EGG: Hoe een immersieve kunst beleving over transitie doorwerkt in het dagelijks leven van mensen en groepen in een wijk

EGG is a large-scale, sensory, interactive and learning art installation in the shape of an egg that invites encounter and conversation about societal system transitions. The sculpture has a smooth, organic form. Visitors can lean against it, climb on it and move around it freely. They can experience, through their senses, the 'hatching process' of an unknown, fictional creature inside the egg. Using augmented reality (AR) and sensor technology, EGG responds to heat, light and sound. This creates a responsive and partly unpredictable system that prompts spontaneous encounters and conversations among bystanders about transitions in the neighbourhood. In carrying out the project and the research, the Public Values Guideline for Immersive Experiences (CIIIC) is used as a framework for the careful handling of visitors, data and societal impact. Art and performance can have substantial effects on empathy, meaning-making and shifts in perspective (Brown & Novak-Leonard, 2011; Broadhead & Hooper, 2024; Norton, 2015).

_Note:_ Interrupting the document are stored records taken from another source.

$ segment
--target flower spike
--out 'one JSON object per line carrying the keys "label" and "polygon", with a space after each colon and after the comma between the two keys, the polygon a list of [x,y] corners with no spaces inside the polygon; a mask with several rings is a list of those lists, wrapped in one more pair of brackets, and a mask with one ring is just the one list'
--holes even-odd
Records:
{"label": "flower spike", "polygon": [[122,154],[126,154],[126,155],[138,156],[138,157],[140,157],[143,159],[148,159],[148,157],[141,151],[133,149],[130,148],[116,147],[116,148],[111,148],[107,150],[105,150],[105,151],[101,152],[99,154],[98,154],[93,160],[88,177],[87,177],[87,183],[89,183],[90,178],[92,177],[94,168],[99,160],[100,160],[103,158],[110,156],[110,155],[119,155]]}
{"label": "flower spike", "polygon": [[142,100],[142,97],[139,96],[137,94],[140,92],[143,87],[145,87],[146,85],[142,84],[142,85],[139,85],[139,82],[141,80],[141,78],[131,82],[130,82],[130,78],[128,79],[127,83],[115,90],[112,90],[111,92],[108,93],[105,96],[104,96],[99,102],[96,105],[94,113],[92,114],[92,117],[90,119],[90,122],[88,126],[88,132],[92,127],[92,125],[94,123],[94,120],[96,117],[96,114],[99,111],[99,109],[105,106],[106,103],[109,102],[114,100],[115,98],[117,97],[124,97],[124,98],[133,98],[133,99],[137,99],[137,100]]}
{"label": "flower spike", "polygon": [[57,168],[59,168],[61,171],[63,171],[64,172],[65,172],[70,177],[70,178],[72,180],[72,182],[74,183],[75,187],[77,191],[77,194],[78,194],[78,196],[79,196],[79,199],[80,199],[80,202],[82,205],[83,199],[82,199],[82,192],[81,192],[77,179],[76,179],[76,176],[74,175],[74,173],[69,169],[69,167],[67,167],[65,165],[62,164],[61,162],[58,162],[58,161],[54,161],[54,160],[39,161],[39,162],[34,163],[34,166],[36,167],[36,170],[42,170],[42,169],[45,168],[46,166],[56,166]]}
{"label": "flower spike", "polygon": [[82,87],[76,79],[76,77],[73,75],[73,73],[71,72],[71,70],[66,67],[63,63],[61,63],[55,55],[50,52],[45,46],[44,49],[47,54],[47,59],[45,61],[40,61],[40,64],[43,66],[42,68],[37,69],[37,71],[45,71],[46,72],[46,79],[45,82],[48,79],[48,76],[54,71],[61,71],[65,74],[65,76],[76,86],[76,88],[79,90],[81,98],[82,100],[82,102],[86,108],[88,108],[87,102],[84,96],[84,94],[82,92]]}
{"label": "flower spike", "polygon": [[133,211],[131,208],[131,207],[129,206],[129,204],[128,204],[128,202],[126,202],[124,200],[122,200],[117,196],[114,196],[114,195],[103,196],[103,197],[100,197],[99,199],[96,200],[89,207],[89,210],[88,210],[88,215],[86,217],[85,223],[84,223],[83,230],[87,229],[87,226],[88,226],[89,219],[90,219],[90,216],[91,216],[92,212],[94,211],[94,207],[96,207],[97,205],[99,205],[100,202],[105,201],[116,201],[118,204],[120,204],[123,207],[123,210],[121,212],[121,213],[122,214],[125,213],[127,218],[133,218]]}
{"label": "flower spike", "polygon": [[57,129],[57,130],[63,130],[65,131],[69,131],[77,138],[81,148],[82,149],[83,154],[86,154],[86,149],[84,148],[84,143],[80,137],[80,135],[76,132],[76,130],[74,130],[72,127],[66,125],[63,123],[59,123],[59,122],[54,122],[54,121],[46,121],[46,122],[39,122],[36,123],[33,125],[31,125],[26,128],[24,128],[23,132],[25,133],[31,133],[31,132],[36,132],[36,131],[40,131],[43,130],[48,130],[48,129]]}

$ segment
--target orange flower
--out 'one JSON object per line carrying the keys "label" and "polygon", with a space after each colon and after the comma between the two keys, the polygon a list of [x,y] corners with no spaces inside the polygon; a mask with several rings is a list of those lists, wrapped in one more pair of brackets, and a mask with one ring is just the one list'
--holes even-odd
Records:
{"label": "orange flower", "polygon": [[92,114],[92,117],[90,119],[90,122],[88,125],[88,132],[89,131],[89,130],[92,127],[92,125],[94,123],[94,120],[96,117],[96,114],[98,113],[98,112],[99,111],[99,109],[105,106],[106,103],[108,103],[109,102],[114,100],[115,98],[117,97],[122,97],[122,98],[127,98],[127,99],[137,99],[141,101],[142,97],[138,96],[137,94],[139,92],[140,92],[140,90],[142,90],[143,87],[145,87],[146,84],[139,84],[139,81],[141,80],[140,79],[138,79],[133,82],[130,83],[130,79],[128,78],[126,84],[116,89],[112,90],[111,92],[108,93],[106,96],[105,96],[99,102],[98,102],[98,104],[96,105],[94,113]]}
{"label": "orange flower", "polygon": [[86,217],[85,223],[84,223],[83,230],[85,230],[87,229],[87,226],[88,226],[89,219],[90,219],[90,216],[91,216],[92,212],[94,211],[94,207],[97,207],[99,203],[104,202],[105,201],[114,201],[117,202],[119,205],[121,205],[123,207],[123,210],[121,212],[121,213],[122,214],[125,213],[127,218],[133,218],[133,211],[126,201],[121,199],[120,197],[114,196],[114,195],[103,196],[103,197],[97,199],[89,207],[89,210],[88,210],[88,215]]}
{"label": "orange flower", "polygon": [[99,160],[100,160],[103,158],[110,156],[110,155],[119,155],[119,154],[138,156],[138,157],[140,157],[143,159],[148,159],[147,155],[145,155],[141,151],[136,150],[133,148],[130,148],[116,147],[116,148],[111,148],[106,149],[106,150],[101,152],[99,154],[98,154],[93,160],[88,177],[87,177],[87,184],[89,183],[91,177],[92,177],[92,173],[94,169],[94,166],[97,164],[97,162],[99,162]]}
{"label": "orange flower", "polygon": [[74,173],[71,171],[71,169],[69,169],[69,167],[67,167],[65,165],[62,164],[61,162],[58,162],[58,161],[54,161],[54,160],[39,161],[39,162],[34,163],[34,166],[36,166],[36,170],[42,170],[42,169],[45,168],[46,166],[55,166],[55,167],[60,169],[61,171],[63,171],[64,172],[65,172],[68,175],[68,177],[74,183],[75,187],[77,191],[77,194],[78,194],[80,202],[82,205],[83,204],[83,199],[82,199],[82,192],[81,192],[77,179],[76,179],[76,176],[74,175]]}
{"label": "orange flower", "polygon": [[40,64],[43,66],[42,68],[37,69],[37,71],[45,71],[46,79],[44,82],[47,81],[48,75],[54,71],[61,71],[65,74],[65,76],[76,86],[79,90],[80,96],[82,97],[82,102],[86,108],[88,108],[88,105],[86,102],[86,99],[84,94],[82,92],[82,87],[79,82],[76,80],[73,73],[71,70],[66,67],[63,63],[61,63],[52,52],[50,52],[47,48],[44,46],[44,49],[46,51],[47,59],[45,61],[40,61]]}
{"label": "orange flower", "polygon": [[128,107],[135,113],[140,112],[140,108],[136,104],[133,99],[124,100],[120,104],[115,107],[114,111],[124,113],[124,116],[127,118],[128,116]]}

Knowledge about how such experiences carry over into everyday behaviour, social relationships and neighbourhood-based transition practices (Spaas, 2024; Horvath et al., 2025) is, however, limited. This research addresses the question: how do the installation and its development over time resonate through people and through neighbourhood-based transition processes (Vervoort et al., 2020)? And how can the effects of human-art interaction be understood in terms of values, relationships and community formation (scaling deep), as a basis for a meaningful translation to other contexts (scaling out) (Fraser, 2010 & 2023; Moore et al., 2015)? The research maps experiences, emotions, meanings and possible shifts in thinking and acting, and uses qualitative research to build on the data the installation generates: • EGG as Canvas: visitors leave written, drawn and material traces; • EGG Radio: a participatory platform where young people in particular discuss their experiences; • AR and sensor data: making interactions, attention and patterns of resonance visible.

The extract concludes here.